By February 21, 2019General Business

When it comes to evaluating a business for sale and determining a business’s true profit based off the evaluation of tax returns, there is sometimes confusion among buyers who are new to purchasing. First, a buyer must understand that the advantage of being self-employed and owning a business allows for considerable tax deductions to offset the business’s profit (EBITDA or Net Cashflow) thus lowering the owners tax bracket. It’s important to understand that these deductions do not affect the owner(s) true income (owner’s benefit), but rather it lowers the amount of taxes paid on the overall profits due to lowering the cash flow/net income. In other words, the final number you see on the tax returns is not a representation of the business’s true income.

Routes For Sale offers the following explanation when evaluating a business for sale or purchase:

Cash Flow After Taxes (CFAT): by definition, is a measure of financial performance that looks at the company’s ability to generate cash flow through its operations. It is calculated by deducting non-cash (intangible) charges such as amortization, depreciation, interest, restructuring costs and impairment to net income.  In many cases this can also include standard deductions such as meals and entertainment, gifts, personal cell phones, travel and more. In a lot of cases, these were expenses the owner would normally incur personally, but also structured and incorporated them into their day to day business operations so they could deduct them. Again, the final number you see on the tax returns is not a representation of the business’s true income.

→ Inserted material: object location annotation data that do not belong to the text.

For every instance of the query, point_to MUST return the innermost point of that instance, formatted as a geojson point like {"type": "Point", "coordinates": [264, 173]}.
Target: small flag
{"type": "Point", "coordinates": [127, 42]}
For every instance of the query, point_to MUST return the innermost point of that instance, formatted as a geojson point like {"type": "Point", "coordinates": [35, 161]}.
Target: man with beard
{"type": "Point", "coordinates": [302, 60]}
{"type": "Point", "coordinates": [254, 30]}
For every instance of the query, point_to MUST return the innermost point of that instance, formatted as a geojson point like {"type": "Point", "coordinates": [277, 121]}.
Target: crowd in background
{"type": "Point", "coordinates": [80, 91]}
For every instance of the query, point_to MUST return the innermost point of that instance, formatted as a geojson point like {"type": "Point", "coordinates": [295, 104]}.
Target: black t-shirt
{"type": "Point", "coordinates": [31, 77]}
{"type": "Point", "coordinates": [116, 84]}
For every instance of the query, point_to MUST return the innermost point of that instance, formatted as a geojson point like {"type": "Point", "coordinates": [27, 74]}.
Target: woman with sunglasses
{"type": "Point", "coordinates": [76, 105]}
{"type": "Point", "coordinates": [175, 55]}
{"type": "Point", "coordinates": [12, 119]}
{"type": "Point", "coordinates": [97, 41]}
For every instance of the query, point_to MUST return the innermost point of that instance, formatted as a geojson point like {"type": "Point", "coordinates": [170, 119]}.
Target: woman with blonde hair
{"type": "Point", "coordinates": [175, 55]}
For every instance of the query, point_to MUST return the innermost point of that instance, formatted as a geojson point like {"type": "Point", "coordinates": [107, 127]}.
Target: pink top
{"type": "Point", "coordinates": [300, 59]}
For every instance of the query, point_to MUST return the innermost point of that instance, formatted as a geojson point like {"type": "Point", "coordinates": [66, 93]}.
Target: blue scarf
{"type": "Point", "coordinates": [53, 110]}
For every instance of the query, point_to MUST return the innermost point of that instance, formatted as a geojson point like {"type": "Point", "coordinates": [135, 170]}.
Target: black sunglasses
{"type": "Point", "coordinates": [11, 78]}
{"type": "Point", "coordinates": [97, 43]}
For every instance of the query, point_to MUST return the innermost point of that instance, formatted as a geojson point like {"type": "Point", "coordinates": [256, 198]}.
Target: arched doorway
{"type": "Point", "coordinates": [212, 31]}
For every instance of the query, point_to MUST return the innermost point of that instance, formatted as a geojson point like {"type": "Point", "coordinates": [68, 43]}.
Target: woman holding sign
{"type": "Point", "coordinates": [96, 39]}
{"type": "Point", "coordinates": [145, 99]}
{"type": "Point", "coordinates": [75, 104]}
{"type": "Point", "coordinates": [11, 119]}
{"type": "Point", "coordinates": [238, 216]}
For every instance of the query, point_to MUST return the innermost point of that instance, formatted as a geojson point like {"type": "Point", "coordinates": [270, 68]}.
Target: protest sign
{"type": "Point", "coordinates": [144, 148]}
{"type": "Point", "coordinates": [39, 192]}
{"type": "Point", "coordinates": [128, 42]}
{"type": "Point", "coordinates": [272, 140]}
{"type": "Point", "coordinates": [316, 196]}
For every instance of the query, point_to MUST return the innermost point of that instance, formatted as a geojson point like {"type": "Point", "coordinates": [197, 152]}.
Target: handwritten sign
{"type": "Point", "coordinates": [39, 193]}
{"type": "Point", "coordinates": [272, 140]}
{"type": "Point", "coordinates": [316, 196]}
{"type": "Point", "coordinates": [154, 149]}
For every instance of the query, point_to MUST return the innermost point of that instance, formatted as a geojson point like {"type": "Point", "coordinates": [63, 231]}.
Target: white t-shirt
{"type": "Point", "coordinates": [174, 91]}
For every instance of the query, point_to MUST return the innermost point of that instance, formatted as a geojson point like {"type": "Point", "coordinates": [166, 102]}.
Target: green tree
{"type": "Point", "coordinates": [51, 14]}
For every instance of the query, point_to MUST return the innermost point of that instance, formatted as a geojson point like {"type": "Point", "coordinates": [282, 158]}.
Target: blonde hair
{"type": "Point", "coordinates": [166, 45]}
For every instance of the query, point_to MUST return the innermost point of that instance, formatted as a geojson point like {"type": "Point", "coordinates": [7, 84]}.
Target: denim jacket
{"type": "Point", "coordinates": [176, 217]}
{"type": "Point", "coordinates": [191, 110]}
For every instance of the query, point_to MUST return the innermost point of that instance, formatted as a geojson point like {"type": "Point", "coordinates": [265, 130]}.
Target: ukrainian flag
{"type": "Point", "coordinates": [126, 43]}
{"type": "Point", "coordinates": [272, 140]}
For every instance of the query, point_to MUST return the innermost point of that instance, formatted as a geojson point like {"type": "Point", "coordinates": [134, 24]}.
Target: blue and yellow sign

Before Tax Cash Flow (EBITDA): EBITDA stands for earnings before interest, taxes, depreciation and amortization. This is the business’s true income or owner benefit. This is the amount of money generated after collection of all revenues and payment of all bills, but without taking the standard deductions for depreciation or other non-cash items and before calculation of income tax consequences. In this scenario, items such as amortization, depreciation, interest, meals and entertainment, gifts, personal cell phones, travel, and more should be added back to the bottom line. This is how most businesses are evaluated when determining an owner’s true income and determining a selling price when placed on the market for sale.

Disclaimer: The above is an opinion offered by Routes For Sale.  When considering a business purchase it is the prospective Buyer’s duty and obligation to verify the accuracy of the Seller’s representations and if necessary, retain attorneys, accountants, business appraisers, or other professionals.  As with any business a new owner can make more or less based on individual efforts.